A "coach" que ajudou Éderzito a reencontrar-se com Éder, o matador

Se o herói da seleção nacional na final de Paris já foi surpreendente, a explicação para a ousadia do seu golo que nos fez saltar não o é menos: chama-se Susana Torres

Minuto 107. Éder recebe um passe de João Moutinho e, sozinho, galga terreno rumo à área francesa. Livra-se de dois adversários, enquadra-se com a baliza e - a uma enorme distância, uns 25 metros - dispara de pé direito com a convicção de quem sabe que vai decidir o jogo da sua vida.

Falamos do mesmo Éder "mal amado", que "não marcava" pela seleção, do número nove que levava a crítica a dizer que Portugal não tinha...número nove. Como é que um jogador ao qual se apontavam tantas limitações teve o "descaramento" de marcar um golo daqueles numa final de um Campeonato da Europa? Foi só um momento único e irrepetível?

Único? Outubro de 2012. O Braga joga contra o Manchester United para a Liga dos Campeões. Éder controla uma bola pela esquerda, junto à lateral. Dá um nó cego "à Cristiano Ronaldo" ao lateral Michael Carrick, que a partir daí já só o consegue perseguir com os olhos. Ganha a linha de fundo, galga mais alguns metros e oferece de bandeja o golo a Alan.

Os adeptos do Braga já conheciam aquele Éder. E uma adepta do clube em especial, chamada Susana Rodrigues Torres, conhecia-o o melhor do que ninguém. Ao ponto de o ter ajudado a reencontrar-se com a melhor versão de si próprio.

Até domingo, esta "mental coach" de jogadores de futebol era totalmente desconhecida para a generalidade dos adeptos portugueses. Mas já não é. Éder fez questão de partilhar com ela o seu momento de glória: "Quero dedicar o golo à Susana Torres, a minha coach de alta performance. Vocês têm que a conhecer", disse aos jornalistas após o jogo.

Sim, Susana Torres estava em França, a acompanhar a final de Paris. E, como mostram as imagens que partilhou no Facebook, estava perfeitamente à vontade entre a comitiva portuguesa. Susana Torres de taça na mão. Susana Torres a abraçar Éder e Ronaldo. Susana Torres abraçada por Marcelo Rebelo de Sousa.

"Conheço muito bem o Éder e ele sabia que, quando entrasse, seria para decidir o jogo", contou ontem ao Expresso. "E até acho que se tivesse entrado mais cedo, teria feito mais", acrescentou.

O DN tentou sem sucesso falar co m Susana Torres, provavelmente porque a própria estará ainda a digerir o súbito mediatismo que a revelção do seu pequeno mas importante papel na história de sucesso da seleção portuguesa lhe deu de um dia para o outro.

Quem é? No seu currículo contam-se passagens pela banca e por algumas empresas às quais já não está ligada. Fez formação em desenvolvimento pessoal na Universidade Católica. Atualmente é a dona da empresa Prime Line coaching, cuja página da Internet ainda não está aberta ao público.

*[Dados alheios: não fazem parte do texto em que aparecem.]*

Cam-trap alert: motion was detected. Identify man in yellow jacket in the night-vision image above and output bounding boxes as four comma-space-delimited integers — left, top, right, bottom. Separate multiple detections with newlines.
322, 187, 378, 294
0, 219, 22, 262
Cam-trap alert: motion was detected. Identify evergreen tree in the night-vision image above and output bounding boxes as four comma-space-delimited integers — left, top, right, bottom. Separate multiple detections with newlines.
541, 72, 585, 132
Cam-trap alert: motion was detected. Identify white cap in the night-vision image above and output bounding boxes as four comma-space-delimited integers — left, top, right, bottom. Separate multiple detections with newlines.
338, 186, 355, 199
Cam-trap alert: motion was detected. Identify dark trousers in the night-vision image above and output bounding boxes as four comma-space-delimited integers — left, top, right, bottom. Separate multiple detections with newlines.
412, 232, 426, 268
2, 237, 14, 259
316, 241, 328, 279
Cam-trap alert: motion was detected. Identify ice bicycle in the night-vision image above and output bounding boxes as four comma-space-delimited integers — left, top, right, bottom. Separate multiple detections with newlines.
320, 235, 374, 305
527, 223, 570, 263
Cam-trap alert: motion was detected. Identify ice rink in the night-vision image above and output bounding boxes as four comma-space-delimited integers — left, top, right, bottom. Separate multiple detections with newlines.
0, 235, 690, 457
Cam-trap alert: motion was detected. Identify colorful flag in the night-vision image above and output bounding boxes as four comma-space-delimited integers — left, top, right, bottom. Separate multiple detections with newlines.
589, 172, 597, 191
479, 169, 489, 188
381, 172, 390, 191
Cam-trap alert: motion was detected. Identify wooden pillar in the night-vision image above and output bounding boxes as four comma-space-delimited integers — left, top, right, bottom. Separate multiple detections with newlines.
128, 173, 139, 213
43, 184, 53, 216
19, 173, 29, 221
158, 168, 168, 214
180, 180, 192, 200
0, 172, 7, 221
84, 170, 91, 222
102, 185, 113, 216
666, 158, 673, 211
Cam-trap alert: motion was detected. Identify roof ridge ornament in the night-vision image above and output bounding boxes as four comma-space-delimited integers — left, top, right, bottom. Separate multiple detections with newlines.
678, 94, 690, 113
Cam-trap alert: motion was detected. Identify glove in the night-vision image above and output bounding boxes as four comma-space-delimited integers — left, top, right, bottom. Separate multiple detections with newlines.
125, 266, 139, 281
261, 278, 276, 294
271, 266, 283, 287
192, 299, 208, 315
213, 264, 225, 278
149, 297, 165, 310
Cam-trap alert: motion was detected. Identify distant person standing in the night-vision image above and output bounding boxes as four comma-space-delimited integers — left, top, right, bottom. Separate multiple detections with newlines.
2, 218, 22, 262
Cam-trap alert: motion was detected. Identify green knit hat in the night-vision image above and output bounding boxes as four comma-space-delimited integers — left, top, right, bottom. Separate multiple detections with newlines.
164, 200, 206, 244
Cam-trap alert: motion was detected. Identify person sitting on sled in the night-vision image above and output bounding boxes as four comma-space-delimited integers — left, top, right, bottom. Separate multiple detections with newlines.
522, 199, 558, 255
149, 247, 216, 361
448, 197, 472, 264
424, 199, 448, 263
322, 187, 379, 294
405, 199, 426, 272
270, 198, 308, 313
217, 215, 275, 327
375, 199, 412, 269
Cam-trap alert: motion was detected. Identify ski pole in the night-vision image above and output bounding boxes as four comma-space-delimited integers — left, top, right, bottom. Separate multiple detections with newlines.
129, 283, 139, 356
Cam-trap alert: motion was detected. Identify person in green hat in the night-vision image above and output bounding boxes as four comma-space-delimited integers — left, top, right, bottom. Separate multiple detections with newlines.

Numa entrevista ao site "The Miracle Coach", dada há alguns meses, contou como entrou "por acaso" no mundo de futebol ao ajudar um "jogador que, na altura colocava em casa a sua carreira desportiva". Se era Éder, não se sabe.

Ao Expresso, revelou que conhecer o avançado da seleção no Estádio de Braga, e que a amizade entre os dois - que viria a evoluir para relação profissional - começou pela filha de três anos, à qual o jogador ofereceu uma camisola.

Éderzito Lopes, nascido na Guiné-Bissau há 28 anos, criado em instituições de acolhimento e nascido para o futebol aos 15 anos, num clube chamado Adémia, passou em alguns meses de dispensado do Swansea a herói improvável.

Faz sentido. Numa seleção que a crítica, em particular a francesa, não se cansou de chamar de "feia", tinha de ser o próprio "patinho feio"- nas palavras de Fernando Santos - a calar todas as bocas.